I rushed to wake my kids, but the dark day outside reminded them that they did not want to get up. I ignored them and proceeded to make their breakfast, hoping that the wafting scent of hot buttered toast would encourage them to rise.
The hungry dog

The dog begins to bark loudly, reminding me that she too is hungry. I amend my mental schedule to fit feeding the dog into the morning haste.

I move to packing lunches, then soon realize my children have yet to appear at the table. I leave the lunch box assembly line to check on the kids. I find both of them fast asleep and begin to yell...I am exhausted retelling this story. The bottom line is I rush, rush, yell , rush then I suddenly find calm and wonder what the urgency was all about.

My morning craziness is over and now I sit at the car dealer with a cup of coffee and bundles, oodles of time and no where to be and no expectations, just calm and slowness. I feel like I go through this drill daily. Is it necessary to the human condition to go fast than slow?



Friday

Noise

When the river is deepest it makes least noise -Italian Proverb
There is noise in my life; noise of a busy family. The dog barks, the kids cry and complain, and television blares competing with public radio, which runs endlessly in the kitchen. I am fighting to write and complete the book that I have started, but the noise keeps seeping in distracting me from my task. I know my muse is here and waits for me to sit and write, but the noise keeps her away.

The noise from the television shows my daughter chooses are all the same. It does not matter which show is on, the sound and tempo are identical. Today I had had enough, I asked her to turn off the TV, I needed to cut the noise.
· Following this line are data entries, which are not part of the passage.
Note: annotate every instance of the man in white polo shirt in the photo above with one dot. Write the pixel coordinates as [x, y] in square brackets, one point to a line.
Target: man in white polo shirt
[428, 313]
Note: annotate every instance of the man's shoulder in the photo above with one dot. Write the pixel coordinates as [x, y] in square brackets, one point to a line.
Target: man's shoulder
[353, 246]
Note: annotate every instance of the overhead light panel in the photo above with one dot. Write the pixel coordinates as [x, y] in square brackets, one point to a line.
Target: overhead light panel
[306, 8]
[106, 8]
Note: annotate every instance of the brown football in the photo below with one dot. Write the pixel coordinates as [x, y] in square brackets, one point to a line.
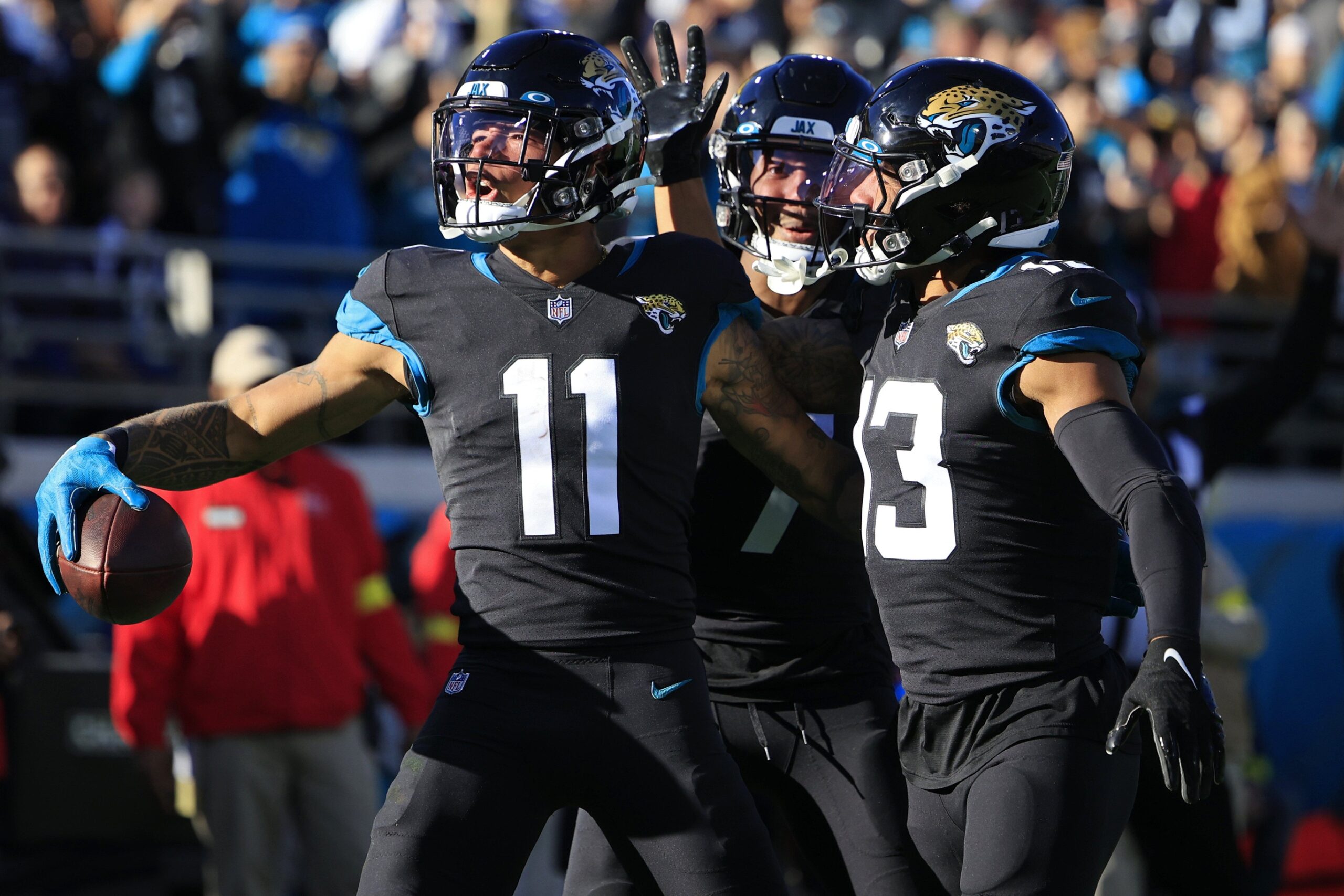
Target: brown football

She turns the screen off and runs outside. The noise does not stop, but changes. I now hear her screaming and giggling with the neighborhood kids as they jockey over shared bicycles, trikes and wagons.

My son is too old to run with the neighborhood kids; he is in his room. The room is at the end of the hallway on the other side of the house from where I sit. It would seem that this separation could provide the silence I need, but he too makes noise. He clicks away on his computer while using face-time and Skype to chat with his friends. I hear each computer stroke. The cadence of his tempo is not as fast as the television show that eluded me before, but his activity bursts unexpectedly jarring my muse and frightening her away.

I need quiet. I need calm. I need the noise in my life to slow so that I can bury myself in the world my muse and I created. The world of Lovelost. I will busy myself with dishes now, in hopes that when the evening falls, the household will head for a long night of slumber and I will revel in silence to write and create.


Sunday

Vote with your Kids

Since the day my kids were born, I've brought them with me to the ballot box. When they were infants, I handed them off to my husband and we would take turns in the voting booth. Then they were toddlers and jumped with joy when handed the "I voted" stickers to plaster to their chests and car seats. Now my kids are in middle school and have begun asking numerous questions as campaign season rolls into high gear. They ask about the political ads they see on TV, they ask about the yard signs we pass in our neighborhood, and they ask about who I think should be president and why. 

Whether my political leanings are correct is not the point. I'm raising kids who I want to be interested and engaged citizens. I take them to the polls with me because I want them to grow up knowing that they can have a say in what is happening in our city and our country. The right to vote should not be taken lightly.

Today, to my delight the JCP Sunday insert had a beautiful image of a mom with her young son in a voting booth. While all the clothes I may see in the ad are "on sale now", I still found it encouraging that this retailer was glamorizing voting. It is chic and should always be. I also like that JCP was using the weekend before the election about the election and not the holiday season. 

Many friends and acquaintances now vote by mail, while voting by mail may be preferable someday, as long as I have children in tow I will take them with me to the polls. 

Please vote. And if you have kids, make it a field trip.